Reputation: 2052
After committing a row with a SERIAL (autonumber) column, the row is deleted, but when another row is added, the deleted row's sequence ID is not reused.
The only way I have found for reusing the deleted row's sequence ID is to ALTER the SERIAL column to an INTEGER, then change it back to a SERIAL.
Is there an easier quicker way for accomplishing the resetting of the next sequence ID so that there are no gaps in the sequence?
NOTE: This is a single-user application, so no worries about multiple users simultaneously inserting rows.
Upvotes: 0
Views: 2258
Reputation: 754490
There isn't a particularly easy way to do that. You can reset the number by inserting … hmmm, once upon a long time ago, there were bugs in this, and you're using ancient enough versions of the software that on occasions the bug might still be relevant, though all current versions of Informix products do not have the bug.
The safe technique is to insert: 231-2 (note the minus 2; that's +2,147,483,646), then insert a row with 0 (to generate +2,147,483,647), then insert another row with 0 to trip the next sequence number back to 1. That insert operation will fail if there's already a row with 1 in the system and you have a unique constraint on the SERIAL column. You then need to insert the maximum value, or the value before the first gap that you want to fill (another failing insert).
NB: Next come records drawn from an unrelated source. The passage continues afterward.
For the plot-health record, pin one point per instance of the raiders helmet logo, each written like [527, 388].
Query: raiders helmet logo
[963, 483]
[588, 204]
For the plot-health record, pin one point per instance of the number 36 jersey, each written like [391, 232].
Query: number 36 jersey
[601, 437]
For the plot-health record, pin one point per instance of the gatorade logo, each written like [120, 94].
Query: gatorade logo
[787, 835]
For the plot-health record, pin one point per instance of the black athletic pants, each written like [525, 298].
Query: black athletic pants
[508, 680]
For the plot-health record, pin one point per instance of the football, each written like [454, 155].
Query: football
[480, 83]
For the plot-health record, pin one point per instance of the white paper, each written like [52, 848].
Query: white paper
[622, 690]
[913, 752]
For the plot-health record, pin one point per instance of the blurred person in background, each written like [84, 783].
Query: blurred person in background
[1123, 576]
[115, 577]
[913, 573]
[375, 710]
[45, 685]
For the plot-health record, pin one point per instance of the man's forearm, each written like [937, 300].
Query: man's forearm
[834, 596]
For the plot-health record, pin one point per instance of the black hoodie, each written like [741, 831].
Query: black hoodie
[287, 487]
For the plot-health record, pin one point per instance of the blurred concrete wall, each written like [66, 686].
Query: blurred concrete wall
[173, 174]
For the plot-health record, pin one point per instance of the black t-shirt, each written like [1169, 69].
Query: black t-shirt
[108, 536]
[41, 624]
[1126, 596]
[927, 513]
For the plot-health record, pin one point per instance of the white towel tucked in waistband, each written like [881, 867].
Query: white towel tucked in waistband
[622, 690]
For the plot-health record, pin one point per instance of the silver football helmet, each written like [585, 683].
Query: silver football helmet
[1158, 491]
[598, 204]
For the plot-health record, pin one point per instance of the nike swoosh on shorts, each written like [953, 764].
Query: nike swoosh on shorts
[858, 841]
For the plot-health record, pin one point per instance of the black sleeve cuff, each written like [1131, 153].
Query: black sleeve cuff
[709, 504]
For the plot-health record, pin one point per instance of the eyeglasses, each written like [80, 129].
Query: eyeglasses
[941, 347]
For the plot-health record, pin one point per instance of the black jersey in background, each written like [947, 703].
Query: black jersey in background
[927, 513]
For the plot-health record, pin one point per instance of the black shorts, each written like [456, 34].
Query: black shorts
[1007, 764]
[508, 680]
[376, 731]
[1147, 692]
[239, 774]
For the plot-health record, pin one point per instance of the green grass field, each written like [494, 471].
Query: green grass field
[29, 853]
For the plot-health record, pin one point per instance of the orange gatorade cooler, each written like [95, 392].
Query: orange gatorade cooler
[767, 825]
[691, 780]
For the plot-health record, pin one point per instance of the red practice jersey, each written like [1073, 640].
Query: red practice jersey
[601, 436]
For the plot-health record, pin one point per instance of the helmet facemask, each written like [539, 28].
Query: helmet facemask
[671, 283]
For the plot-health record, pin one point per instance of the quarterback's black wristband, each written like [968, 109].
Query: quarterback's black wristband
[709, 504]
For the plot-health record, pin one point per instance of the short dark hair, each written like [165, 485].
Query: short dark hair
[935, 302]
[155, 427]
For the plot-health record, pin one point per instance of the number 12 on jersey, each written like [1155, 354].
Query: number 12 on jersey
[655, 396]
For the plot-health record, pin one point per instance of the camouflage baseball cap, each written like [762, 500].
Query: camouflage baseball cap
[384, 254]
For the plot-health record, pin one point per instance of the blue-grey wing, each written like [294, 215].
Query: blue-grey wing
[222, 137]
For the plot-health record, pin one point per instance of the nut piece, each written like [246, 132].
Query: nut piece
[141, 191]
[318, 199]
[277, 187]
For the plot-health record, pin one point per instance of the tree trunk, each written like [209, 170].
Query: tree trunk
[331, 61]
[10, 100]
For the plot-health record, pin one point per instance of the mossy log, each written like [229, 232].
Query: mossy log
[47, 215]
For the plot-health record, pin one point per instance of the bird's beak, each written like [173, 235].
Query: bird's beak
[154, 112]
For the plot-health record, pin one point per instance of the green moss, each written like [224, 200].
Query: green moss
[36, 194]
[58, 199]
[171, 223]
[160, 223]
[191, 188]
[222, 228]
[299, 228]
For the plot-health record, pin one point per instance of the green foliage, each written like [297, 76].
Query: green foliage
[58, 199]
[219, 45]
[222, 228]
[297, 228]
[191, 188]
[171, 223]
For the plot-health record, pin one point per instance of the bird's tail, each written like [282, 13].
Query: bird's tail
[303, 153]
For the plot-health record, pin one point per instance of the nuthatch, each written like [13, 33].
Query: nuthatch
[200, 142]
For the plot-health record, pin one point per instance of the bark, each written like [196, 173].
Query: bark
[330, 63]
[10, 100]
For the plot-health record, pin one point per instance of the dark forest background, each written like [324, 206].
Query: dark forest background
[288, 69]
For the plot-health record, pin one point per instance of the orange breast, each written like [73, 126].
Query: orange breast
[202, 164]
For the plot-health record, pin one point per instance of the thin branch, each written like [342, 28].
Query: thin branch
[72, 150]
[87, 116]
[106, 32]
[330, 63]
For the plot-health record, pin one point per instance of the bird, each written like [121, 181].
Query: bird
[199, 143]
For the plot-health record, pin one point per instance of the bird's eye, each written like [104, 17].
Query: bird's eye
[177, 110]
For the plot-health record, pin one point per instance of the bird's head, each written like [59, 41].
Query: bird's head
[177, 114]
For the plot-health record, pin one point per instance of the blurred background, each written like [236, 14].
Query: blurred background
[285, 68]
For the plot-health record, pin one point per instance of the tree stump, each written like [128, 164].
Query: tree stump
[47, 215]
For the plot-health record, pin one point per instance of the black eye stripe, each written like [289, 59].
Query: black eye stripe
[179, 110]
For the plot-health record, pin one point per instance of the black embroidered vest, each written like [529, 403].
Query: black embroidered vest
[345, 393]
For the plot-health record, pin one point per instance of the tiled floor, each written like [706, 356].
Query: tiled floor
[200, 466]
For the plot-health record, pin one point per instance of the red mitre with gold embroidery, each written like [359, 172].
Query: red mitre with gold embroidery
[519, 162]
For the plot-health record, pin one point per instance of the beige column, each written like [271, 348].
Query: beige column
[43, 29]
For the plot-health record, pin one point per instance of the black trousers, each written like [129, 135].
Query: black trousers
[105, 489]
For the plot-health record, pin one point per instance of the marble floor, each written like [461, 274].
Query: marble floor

However, note that after filling the gap, the inserted values will increase by one, bumping into any still existing rows and causing insertion failures (because you do have a unique constraint/index on each SERIAL column, don't you — and don't 'fess up if you do not have such indexes; just go and add them!).
If you have a more recent version of Informix, you can insert +2,147,483,647 and then a single row to wrap the value without running into trouble. If you have an old version of Informix with the bug, then inserting +2,147,482,647 directly caused problems. IIRC, the trouble was that you ended up with NULLs being generated, but it was long enough ago now (another millennium) that I'm not absolutely sure of that any more.
None of this is really easy, in case you hadn't noticed.
Generally speaking, it is unwise to fill the gaps; you're better off leaving them and not worrying about them, or inserting some sort of dummy record that says "this isn't really a record — but the serial value is otherwise missing so I'm here to show that we know about it and it isn't missing but isn't really used either".